The Contacts system is basically the default Android option and is therefore a little bland. There's a big list of everyone, complete with a photo if you can be bothered to assign one from the Gallery, with Samsung-specific options to break this list down into more manageable chunks.
You're able to allocate users to Family, Friends and Work sub-groups for easy access, plus there's the option to create your own custom collections of contacts if you want to make this simple thing needlessly more complex.
Text messaging has been given a bit of a visual overhaul, with messages now appearing in threaded speech bubbles, making it a little easier to keep track of unfolding conversations, and this system is used in both the Orange and Samsung implementations of the OS.
Email is another area where the Galaxy Apollo suffers from there being too many cooks (developers) involved – the phone comes with three separate ways to set up external email accounts.
As well as the standard Gmail app that you're pretty much forced to use on Android – at least, if you want to access the Android Market – the Galaxy Apollo features the standard Android POP email tool which automatically sets you up to read your other accounts with only your email address and password required.
The way the Android email app automatically sets up accounts is impressive, but its handling of email is less so.
Messages with attachments take an age to draw on screen, and copying text from mails is impossible. As a simple sending and replying tool its fine, but it's no match for desktop email clients.
Finally, Samsung has put on its own Samsung Email tool, which sits on the phone under the icon "Mail" and handles Exchange support if you'd like to keep certain work-based emails separate from all your other internet identities.
If you're not keen on using Google's Gmail syncing options for whatever reason, Orange has provided its own Contacts syncing tool in the form of Contacts Backup, plus there's the same Write and Go app that featured on the Samsung Galaxy S.
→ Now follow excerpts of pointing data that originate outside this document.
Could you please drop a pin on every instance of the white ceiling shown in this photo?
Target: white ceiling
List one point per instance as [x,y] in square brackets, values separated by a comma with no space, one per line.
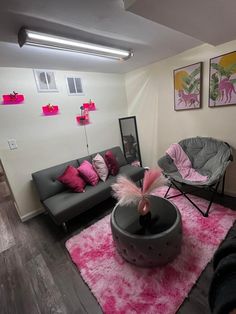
[211,21]
[105,22]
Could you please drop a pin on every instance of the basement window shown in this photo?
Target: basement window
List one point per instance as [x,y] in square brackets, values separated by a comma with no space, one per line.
[74,85]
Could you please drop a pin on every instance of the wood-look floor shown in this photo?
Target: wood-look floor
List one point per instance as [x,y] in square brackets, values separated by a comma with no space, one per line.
[37,275]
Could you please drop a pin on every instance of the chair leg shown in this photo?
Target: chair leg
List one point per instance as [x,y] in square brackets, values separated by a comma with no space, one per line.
[205,214]
[223,186]
[211,200]
[165,196]
[64,226]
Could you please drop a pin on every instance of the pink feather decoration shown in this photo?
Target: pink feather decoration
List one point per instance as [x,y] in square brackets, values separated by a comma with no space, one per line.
[126,191]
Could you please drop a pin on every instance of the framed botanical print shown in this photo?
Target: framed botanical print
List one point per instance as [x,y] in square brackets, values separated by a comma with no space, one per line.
[187,87]
[222,80]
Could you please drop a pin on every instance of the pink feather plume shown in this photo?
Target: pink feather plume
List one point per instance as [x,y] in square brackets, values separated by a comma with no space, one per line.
[126,191]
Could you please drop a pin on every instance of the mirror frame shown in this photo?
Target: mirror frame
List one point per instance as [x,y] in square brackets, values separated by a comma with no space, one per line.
[136,134]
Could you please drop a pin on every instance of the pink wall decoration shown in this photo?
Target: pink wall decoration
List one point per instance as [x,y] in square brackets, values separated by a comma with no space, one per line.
[90,106]
[50,110]
[13,99]
[83,118]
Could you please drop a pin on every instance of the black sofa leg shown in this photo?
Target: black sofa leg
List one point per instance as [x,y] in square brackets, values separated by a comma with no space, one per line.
[64,226]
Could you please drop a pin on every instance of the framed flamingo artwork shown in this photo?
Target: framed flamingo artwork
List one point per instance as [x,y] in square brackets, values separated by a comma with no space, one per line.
[187,87]
[222,80]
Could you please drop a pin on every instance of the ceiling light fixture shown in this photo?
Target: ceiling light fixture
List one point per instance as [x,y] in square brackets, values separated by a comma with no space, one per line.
[28,37]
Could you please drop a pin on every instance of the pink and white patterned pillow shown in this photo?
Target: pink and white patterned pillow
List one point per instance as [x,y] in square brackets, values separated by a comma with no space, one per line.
[72,180]
[88,173]
[100,166]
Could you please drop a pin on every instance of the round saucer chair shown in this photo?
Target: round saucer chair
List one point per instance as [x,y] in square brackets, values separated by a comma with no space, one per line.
[209,157]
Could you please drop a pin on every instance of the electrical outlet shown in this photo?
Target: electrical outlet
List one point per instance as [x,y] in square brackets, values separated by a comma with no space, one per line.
[12,144]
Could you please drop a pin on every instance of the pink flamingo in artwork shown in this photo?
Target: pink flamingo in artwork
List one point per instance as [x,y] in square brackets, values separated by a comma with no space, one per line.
[226,87]
[188,99]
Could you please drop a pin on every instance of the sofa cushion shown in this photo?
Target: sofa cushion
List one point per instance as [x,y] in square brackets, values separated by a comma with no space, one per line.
[112,163]
[72,180]
[67,205]
[46,179]
[100,167]
[88,173]
[117,152]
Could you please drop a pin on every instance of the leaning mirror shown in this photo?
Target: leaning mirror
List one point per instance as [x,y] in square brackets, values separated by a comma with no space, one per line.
[130,142]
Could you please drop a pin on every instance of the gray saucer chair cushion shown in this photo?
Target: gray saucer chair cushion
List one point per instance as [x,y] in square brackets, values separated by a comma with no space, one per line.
[208,157]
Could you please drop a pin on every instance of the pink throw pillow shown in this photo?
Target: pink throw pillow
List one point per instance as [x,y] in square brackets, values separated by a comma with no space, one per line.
[71,178]
[88,173]
[112,163]
[100,167]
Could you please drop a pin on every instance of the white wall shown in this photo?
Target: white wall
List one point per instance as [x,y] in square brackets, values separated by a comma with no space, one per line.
[47,141]
[150,96]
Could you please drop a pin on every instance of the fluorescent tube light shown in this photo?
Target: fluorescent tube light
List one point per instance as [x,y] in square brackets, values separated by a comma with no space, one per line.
[28,37]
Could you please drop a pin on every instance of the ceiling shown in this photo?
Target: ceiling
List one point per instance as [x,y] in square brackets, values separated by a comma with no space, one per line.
[106,22]
[211,21]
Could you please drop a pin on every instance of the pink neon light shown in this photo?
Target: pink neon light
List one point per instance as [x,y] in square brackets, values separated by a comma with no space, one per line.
[12,99]
[50,110]
[90,106]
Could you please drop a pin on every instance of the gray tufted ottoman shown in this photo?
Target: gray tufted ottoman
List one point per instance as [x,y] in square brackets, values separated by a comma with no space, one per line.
[152,243]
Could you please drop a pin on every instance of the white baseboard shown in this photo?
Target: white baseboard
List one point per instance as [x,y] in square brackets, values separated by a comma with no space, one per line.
[32,214]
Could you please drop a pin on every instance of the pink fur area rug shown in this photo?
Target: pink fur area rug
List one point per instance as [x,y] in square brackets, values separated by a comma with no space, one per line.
[126,289]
It's a clever little memo app that, once you've written a note, lets you hit the Update Status button and automatically post it to several social networks at once.
The dialler is the model of simplicity, popping up a huge keypad with your call log, favourites and contacts placed in tabs along the top. After hanging up a call, you're able to add the number you've just called straight to the contacts, which is handy.
Call quality was good, with a nice loud reception, good handsfree speakerphone volume and nothing in the way of digital crunchiness. It's always nice when one of these pocket internet machines also works as a telephone.